Somalia's defense minister says last stronghold of militant Muslim militia has fallen.
THE NEW YORK TIMES
Saturday, January 13, 2007
WASHINGTON — U.S. commandos' military operations in Somalia and the use of the Ethiopian army as a surrogate force to root out al Qaeda operatives there provide a blueprint for counterterrorism missions across the globe, Pentagon strategists say.
U.S. officials said the recent military efforts in Somalia have been led by the Pentagon's joint Special Operations Command, which directs the military's most secretive and elite units, including the Army's Delta Force.
The Pentagon established an outpost in the Horn of Africa nation of Djibouti in 2002 in part to serve as a hub for special operations missions to capture or kill senior al Qaeda leaders in the region.
Few such "high value" targets have materialized, and the Pentagon has gradually moved members of the covert special operations units to more urgent missions in Iraq and Afghanistan.
But officials in Washington said this week that the joint command had quietly been returning troops and weapons in recent weeks in anticipation of a mission against members of an al Qaeda cell thought to be hiding in Somalia.
Gen. Peter Pace, chairman of the Joint Chiefs of Staff, told members of Congress on Friday that a U.S. airstrike by an AC-130 gunship early this week in Somalia was executed under the Pentagon's authority to hunt down and kill terrorism suspects around the world, a power given to it by the White House shortly after the Sept. 11 attacks.
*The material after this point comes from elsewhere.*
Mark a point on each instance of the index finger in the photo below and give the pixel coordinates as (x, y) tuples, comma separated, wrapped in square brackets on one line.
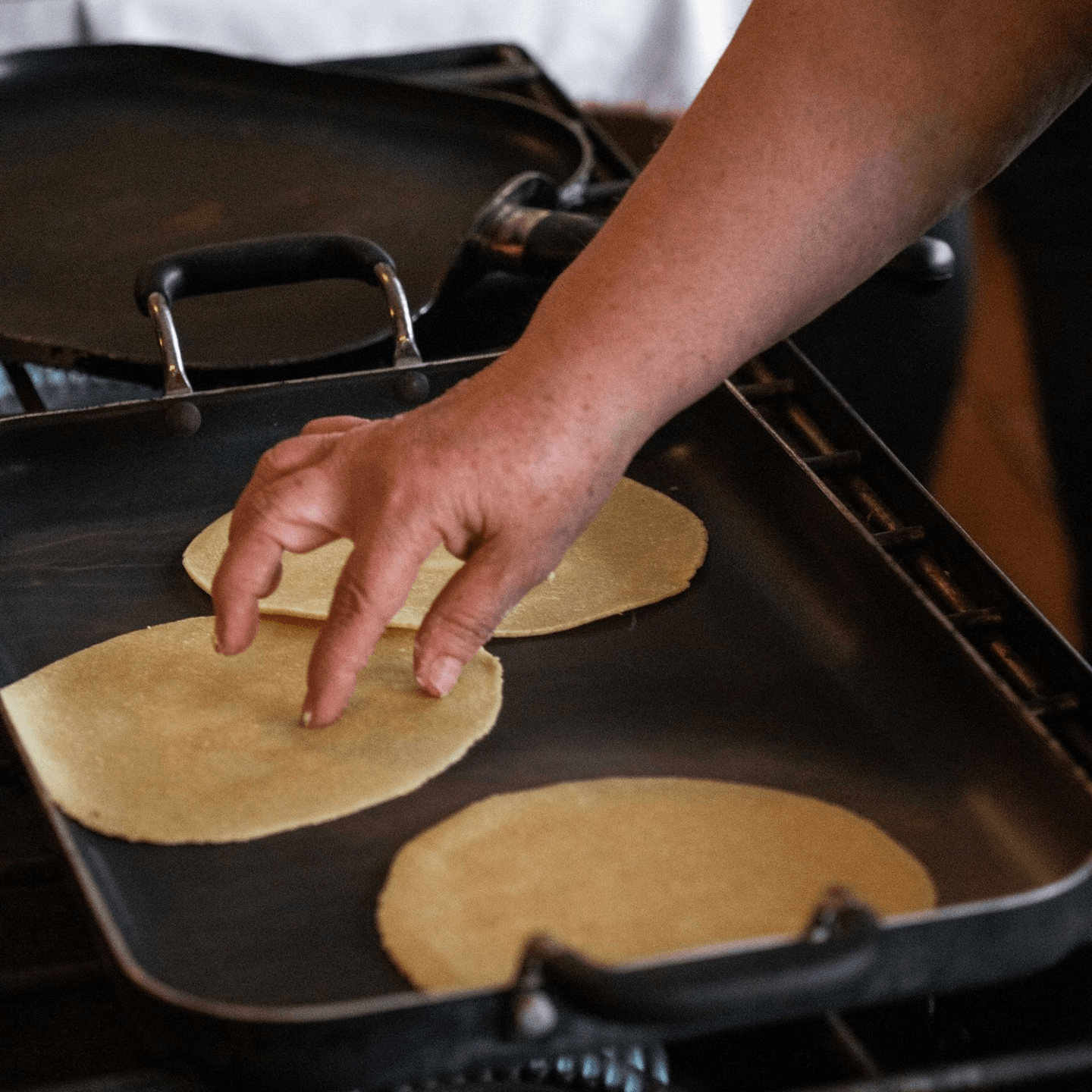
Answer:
[(372, 588), (247, 573)]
Some critics of the Pentagon's aggressive use of special operations troops, including some Democratic members of Congress, have argued that using U.S. forces outside declared combat zones gives the Pentagon too much authority in sovereign nations and blurs the lines between soldiers and spies.
According to a Pentagon consultant with knowledge about special operations, small teams of U.S. advisers crossed into Somalia with the advancing Ethiopian army that helped Somalia's weak transitional government oust a strong Muslim militia that had been in control of Mogadishu, the capital, and most of southern Somalia
"You're not talking lots of guys," the Pentagon consultant said of the U.S. military advisers, speaking on condition of anonymity.
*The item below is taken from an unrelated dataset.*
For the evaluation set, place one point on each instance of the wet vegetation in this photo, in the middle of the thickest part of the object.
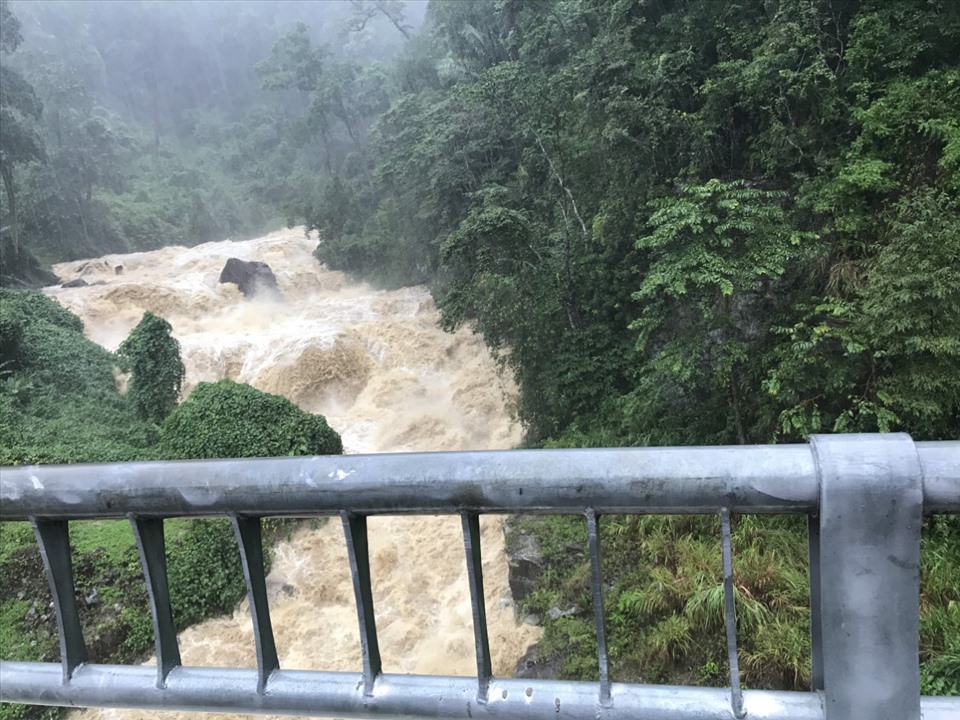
(677, 222)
"You're talking onesies and twosies."
On Friday, Ethiopian-backed Somalian forces captured the last remaining stronghold of the Muslim militia, Defense Minister Col. Barre Aden Shire said.
The southern town of Ras Kamboni fell after five days of heavy fighting, Shire said.
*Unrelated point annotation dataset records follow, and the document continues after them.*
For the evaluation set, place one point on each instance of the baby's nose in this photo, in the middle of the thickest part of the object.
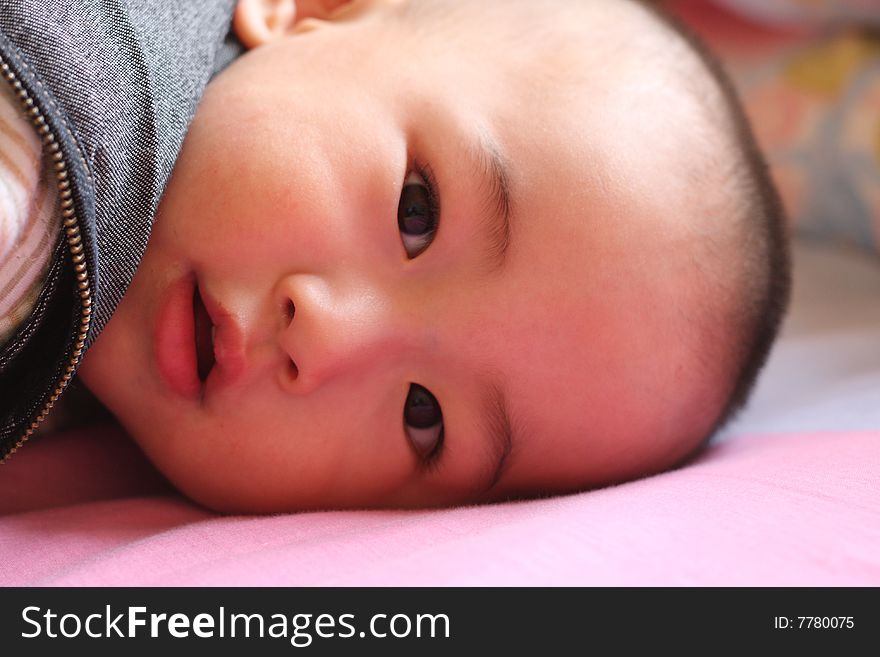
(334, 329)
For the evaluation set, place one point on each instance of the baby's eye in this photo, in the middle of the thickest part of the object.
(417, 214)
(423, 421)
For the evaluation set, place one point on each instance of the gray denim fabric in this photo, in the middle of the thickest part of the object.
(118, 82)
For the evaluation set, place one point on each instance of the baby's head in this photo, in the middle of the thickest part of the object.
(451, 252)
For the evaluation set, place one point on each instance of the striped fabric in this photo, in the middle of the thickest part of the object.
(28, 216)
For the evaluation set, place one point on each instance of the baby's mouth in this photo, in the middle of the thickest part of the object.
(204, 337)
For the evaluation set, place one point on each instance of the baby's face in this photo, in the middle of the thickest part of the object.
(546, 315)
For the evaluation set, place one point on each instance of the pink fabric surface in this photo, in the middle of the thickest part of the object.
(781, 509)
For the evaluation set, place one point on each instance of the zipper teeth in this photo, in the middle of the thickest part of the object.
(74, 244)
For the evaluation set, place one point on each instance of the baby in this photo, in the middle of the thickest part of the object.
(420, 253)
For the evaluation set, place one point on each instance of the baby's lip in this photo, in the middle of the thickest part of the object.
(229, 357)
(174, 339)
He said that government troops backed by Ethiopian forces and MiG fighter jets chased fleeing militants into nearby forests and that the fighting would continue.
He did not give casualty figures.
The report of the town's fall came only hours after Somalia's warlords met with President Abdullahi Yusuf in Mogadishu and pledged to disarm their militias, a major step toward bringing calm to the city after years of chaos.
However, just outside the site of the talks, a fight over where to park a militia's heavily armed pickup left at least six people dead and 10 wounded.
Clan gunmen fired a rocket-propelled grenade and briefly exchanged gunfire with government troops, who had wanted the gunmen to park farther from the presidential palace.
Additional material from The Associated Press.